I didn't know what Karl Menninger really thought about the article and I was afraid to ask him, but I received a note from Barbara a month later thanking me for my helpfulness while visiting Topeka. She had attached a copy of a letter she had received from Dr. Menninger. It said, "Dear Barbara, I want to thank you for your excellent article. This was the best description of myself that I ever read."

Spyros Andreopoulos

Stanford, CA


Sadly, Donald Kennedy is right about most news coverage of the case involving David Baltimore and Thereza Imanishi-Kari.

The New York Times, for instance, bought--hook, line, and sinker--and then purveyed the scientists-are-corrupt trope concocted by Rep. John Dingell (D-Mich.) and his House subcommittee staff. The Times and others succumbed to the one-sided story put out by the Public Health Service (PHS) Office of Research Integrity (ORI), and by the NIH's self-appointed fraud busters, Walter Stewart and Ned Feder.

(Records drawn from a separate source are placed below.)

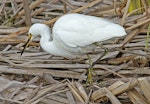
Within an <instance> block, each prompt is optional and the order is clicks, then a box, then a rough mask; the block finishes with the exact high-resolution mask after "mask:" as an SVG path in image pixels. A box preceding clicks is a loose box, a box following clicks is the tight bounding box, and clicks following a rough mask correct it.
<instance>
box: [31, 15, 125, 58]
mask: <svg viewBox="0 0 150 104" xmlns="http://www.w3.org/2000/svg"><path fill="white" fill-rule="evenodd" d="M29 34H31V35H32V38H31V39H30V40H32V39H33V38H35V37H37V36H39V35H40V36H41V39H40V45H41V47H42V48H43V49H44V50H45V51H46V52H48V53H50V54H52V55H56V56H63V57H66V58H75V57H76V55H82V54H85V53H87V52H89V51H91V50H92V49H94V48H95V44H94V43H95V42H101V41H105V40H107V39H111V38H113V37H122V36H124V35H126V32H125V30H124V28H123V27H122V26H120V25H118V24H115V23H112V22H110V21H108V20H105V19H103V18H99V17H94V16H87V15H82V14H66V15H64V16H62V17H60V18H59V19H58V20H57V21H56V23H55V24H54V26H53V29H52V33H51V31H50V29H49V27H48V26H47V25H45V24H39V23H37V24H34V25H32V26H31V28H30V29H29ZM28 42H29V41H28Z"/></svg>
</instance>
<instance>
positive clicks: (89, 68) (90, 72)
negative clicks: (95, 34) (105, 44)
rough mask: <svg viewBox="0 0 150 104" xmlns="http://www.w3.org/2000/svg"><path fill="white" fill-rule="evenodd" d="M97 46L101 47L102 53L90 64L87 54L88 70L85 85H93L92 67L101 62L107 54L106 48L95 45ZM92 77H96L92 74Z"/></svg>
mask: <svg viewBox="0 0 150 104" xmlns="http://www.w3.org/2000/svg"><path fill="white" fill-rule="evenodd" d="M96 45H97V46H99V47H101V48H102V49H104V53H103V54H102V55H101V56H100V57H99V58H98V59H97V60H96V61H95V62H92V60H91V57H90V56H89V55H88V54H87V57H88V60H89V65H90V66H89V69H88V75H87V80H86V84H88V83H89V84H90V85H91V84H92V83H93V78H92V74H93V72H94V71H93V67H94V65H95V64H96V63H97V62H98V61H99V60H101V59H102V58H103V57H104V56H105V55H106V54H107V53H108V48H106V47H104V46H103V45H101V44H99V43H96ZM94 75H96V73H95V72H94Z"/></svg>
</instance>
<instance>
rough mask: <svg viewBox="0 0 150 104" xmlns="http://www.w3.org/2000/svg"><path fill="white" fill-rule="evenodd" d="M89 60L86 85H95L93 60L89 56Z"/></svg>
mask: <svg viewBox="0 0 150 104" xmlns="http://www.w3.org/2000/svg"><path fill="white" fill-rule="evenodd" d="M87 57H88V60H89V65H90V66H89V68H88V73H87V79H86V84H90V85H91V84H92V83H93V78H92V72H93V67H92V64H93V63H92V60H91V57H90V55H88V54H87Z"/></svg>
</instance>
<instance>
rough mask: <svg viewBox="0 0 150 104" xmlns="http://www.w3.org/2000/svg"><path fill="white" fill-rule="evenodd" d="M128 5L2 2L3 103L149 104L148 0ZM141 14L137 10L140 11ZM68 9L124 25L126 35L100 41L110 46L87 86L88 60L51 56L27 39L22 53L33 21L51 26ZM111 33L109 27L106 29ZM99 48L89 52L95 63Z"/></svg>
mask: <svg viewBox="0 0 150 104" xmlns="http://www.w3.org/2000/svg"><path fill="white" fill-rule="evenodd" d="M140 1H141V5H142V7H141V8H137V9H135V10H132V11H131V9H130V11H129V7H130V2H132V0H125V1H124V0H51V1H50V0H36V1H34V0H26V1H25V0H1V1H0V73H1V74H0V103H1V104H103V103H105V104H127V103H128V104H149V103H150V99H149V98H150V68H149V63H150V51H149V47H148V46H149V44H150V43H149V42H148V38H149V36H148V35H147V34H148V31H149V29H148V26H149V23H150V14H149V12H150V8H149V6H148V2H147V1H148V0H147V1H146V0H140ZM139 9H140V10H141V12H137V11H138V10H139ZM67 13H80V14H86V15H92V16H97V17H103V18H106V19H108V20H110V21H113V22H115V23H118V24H120V25H122V26H123V27H124V28H125V30H126V32H127V34H128V35H127V36H126V37H124V38H118V39H115V40H108V41H106V42H103V45H104V46H105V47H107V48H108V49H110V50H111V49H112V48H119V50H111V51H109V53H108V54H107V55H106V56H105V57H103V59H102V60H101V61H99V62H98V63H97V64H96V65H95V66H94V71H95V72H96V75H95V76H93V85H88V84H86V78H87V69H88V67H89V65H88V59H87V57H86V56H82V57H81V59H75V60H69V59H65V58H63V57H58V56H52V55H50V54H48V53H46V52H44V51H43V50H42V49H41V48H40V46H39V43H38V41H39V38H38V39H36V40H35V41H34V42H31V44H30V46H29V47H28V48H27V49H26V51H25V53H24V54H23V56H22V57H20V52H21V50H22V49H23V45H24V43H25V42H26V39H27V31H28V29H29V26H30V25H31V24H33V23H39V22H40V23H45V24H47V25H49V26H50V27H51V28H52V27H53V24H54V23H55V21H56V20H57V19H58V18H59V17H61V16H62V15H64V14H67ZM108 31H109V30H108ZM103 51H104V50H103V49H101V48H99V47H97V48H96V49H95V52H94V53H90V55H91V57H92V60H93V61H95V60H96V59H97V58H98V57H99V56H100V55H101V54H102V53H103Z"/></svg>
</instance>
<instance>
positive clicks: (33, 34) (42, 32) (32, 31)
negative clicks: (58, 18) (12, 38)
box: [21, 23, 50, 56]
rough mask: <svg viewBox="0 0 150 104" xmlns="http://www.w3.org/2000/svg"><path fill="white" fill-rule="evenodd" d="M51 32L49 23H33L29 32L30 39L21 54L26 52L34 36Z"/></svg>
mask: <svg viewBox="0 0 150 104" xmlns="http://www.w3.org/2000/svg"><path fill="white" fill-rule="evenodd" d="M45 32H46V33H50V29H49V27H48V26H47V25H45V24H41V23H36V24H33V25H32V26H31V27H30V29H29V32H28V40H27V42H26V43H25V45H24V48H23V50H22V52H21V56H22V54H23V52H24V50H25V49H26V48H27V47H28V45H29V43H30V41H32V40H33V39H34V38H36V37H38V36H41V35H42V34H43V33H45Z"/></svg>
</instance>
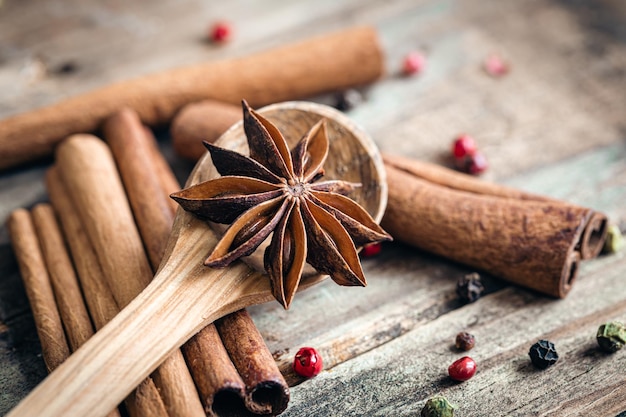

Certainly Phil Hilts' coverage weighed heavily in the Times editorial judgment that Baltimore's loss of the presidency of Rockefeller University was "rough justice" for his sins. In light of the recent PHS Appeals Board decision exonerating Imanishi-Kari and hence also Baltimore, the Times has now retracted this ill-founded judgment.

The witch hunt against scientists was started by investigative writer John Crewdson of The Chicago Tribune who, with Dingell et al., is largely responsible for accusations against Gallo and colleagues as well.

Reporters are trained to assess the material they cover. Science writers are, or should be, trained--or self-trained --to deal critically with events in our particular realm.

Barbara Culliton, in Nature, wrote critically of the Dingell witch hunt. Also, on a smaller scale, my newsletter, PROBE, has since its inception tried to report evidence, not preconception.

Now, one will ask, amidst the many charges and countercharges in these cases, how could a science reporter find solid ground?

The answer in the Baltimore case is fairly simple,. From 1991, if not earlier, Imanishi-Kari's colleagues have published a number of scientific papers that confirm parts of the disputed paper in Cell, albeit not all of them.

As soon as it was announced--and it was announced--that colleagues in the US, Japan, and Europe had confirmed pieces of Imanishi-Kari's work in the Cell paper, science writers had a responsibility (this being a high-profile case):It was to report these findings and indicate their significance, even though they ran counter to the drift of the times, as reported by Crewdson and Hilts.

The failure of science writers -- and also of ScienceWriters-- to say these things when it mattered, and not years later, safely after the fact, is profoundly disappointing.